# Metal Roof tied to a Shingle Roof?



## JackOfAllTrades (Nov 4, 2005)

I have never seen it done, myself, and a builder friend warned against it, but have you ever seen a metal roof tied to a shingle roof? I have a neighbor who wants a metal porch roof, but she does not have enough height on her outer walls to allow for any pitch from the eave to the end of the porch without tying in to the existing shingle roof. Any thoughts would be appreciated.


----------



## Grumpy (Oct 8, 2003)

I would say I have done it many times. I've done standing seam to slate, shingles to standing seam, shingles to flat seam. 

Singles to flat seam is the easiest and requires very little thought IMO. The key is no matter what type of roof you are installing you need a perfectly flat tie in, in addition you want your metal to wrap under your shingles at least 18" but perferably more.

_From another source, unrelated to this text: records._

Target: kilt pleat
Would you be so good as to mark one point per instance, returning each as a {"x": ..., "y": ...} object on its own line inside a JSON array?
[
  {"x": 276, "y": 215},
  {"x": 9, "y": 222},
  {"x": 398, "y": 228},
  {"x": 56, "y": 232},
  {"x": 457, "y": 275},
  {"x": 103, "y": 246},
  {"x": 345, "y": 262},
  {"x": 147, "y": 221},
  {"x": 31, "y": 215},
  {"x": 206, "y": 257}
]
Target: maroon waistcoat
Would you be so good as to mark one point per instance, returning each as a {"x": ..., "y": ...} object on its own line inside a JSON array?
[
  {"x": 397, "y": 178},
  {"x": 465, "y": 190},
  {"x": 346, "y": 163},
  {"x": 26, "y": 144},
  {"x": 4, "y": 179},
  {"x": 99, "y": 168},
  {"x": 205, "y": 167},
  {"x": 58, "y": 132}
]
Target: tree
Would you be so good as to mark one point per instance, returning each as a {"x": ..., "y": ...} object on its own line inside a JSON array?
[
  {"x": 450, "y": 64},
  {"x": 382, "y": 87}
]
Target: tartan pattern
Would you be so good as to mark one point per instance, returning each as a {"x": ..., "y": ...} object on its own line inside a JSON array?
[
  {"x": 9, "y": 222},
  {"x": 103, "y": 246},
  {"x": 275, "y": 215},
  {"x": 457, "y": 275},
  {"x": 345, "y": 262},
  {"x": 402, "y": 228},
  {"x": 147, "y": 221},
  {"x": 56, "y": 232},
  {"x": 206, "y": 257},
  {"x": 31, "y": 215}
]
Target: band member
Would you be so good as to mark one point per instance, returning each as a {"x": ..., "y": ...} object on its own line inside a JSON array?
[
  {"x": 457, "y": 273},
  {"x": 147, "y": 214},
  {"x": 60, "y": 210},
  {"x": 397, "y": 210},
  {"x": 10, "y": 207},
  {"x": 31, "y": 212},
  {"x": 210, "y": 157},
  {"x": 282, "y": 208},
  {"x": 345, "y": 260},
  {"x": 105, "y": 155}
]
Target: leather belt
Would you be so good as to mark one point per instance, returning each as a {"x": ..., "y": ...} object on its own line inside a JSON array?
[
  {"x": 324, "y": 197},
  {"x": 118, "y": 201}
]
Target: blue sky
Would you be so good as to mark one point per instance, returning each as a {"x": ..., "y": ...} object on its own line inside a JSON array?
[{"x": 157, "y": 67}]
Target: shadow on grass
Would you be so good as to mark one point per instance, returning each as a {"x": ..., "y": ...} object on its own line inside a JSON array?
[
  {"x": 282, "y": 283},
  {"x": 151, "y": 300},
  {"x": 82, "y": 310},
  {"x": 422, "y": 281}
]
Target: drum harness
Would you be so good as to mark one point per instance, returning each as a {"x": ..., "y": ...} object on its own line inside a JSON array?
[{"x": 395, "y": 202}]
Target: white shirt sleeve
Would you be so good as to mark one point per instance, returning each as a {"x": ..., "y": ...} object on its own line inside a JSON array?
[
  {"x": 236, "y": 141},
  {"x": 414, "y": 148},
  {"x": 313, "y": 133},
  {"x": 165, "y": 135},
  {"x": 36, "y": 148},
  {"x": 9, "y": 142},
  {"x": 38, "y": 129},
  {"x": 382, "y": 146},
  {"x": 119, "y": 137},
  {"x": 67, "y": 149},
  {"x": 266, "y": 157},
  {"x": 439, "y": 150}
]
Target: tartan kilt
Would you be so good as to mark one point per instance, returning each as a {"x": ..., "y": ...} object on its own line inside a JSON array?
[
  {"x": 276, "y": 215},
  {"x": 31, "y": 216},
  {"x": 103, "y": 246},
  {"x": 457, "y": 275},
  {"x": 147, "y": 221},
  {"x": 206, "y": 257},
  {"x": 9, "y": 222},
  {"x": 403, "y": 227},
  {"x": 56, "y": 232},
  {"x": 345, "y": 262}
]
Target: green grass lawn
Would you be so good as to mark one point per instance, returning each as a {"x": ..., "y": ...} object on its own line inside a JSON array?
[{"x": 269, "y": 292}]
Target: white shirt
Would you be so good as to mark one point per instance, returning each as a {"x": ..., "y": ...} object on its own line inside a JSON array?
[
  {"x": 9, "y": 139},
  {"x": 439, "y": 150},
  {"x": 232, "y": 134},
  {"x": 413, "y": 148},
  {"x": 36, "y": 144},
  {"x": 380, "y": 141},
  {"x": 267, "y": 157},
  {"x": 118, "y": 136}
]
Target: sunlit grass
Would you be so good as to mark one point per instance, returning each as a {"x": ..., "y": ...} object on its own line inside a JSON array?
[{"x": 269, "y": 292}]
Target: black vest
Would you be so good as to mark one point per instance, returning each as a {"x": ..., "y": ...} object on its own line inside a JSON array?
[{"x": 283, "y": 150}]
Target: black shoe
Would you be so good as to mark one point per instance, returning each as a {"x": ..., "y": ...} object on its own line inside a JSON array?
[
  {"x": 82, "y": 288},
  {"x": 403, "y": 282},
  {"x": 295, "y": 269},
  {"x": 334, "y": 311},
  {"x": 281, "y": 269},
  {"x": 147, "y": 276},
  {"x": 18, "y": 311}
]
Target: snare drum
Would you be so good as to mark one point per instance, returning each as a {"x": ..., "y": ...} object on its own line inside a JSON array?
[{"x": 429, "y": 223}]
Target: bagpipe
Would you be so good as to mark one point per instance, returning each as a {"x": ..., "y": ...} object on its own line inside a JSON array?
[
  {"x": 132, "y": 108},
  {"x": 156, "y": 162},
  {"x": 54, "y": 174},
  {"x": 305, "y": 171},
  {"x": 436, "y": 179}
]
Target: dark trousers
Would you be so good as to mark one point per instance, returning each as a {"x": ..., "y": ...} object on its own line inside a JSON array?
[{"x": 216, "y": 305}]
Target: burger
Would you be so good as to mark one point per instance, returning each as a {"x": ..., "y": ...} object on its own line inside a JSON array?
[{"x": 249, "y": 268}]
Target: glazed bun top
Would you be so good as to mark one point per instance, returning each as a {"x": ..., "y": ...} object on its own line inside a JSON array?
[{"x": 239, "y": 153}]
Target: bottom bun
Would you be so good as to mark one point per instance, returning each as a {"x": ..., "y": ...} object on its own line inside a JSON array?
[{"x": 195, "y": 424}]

Also I always put ice shield under my metal roofs and especially under the tie-ins. I would also probably do a counter flash with ice shield over the tie-in so if any water backs up under the shingles and "rivers" it way through the roof, it won't come in as a leak at the metal roof. Instead it will flow right out ontop of the metal roof.


----------



## AaronB. (Oct 6, 2004)

And prime the metal with an asphalt primer and allow to dry for a tenacious bond.


----------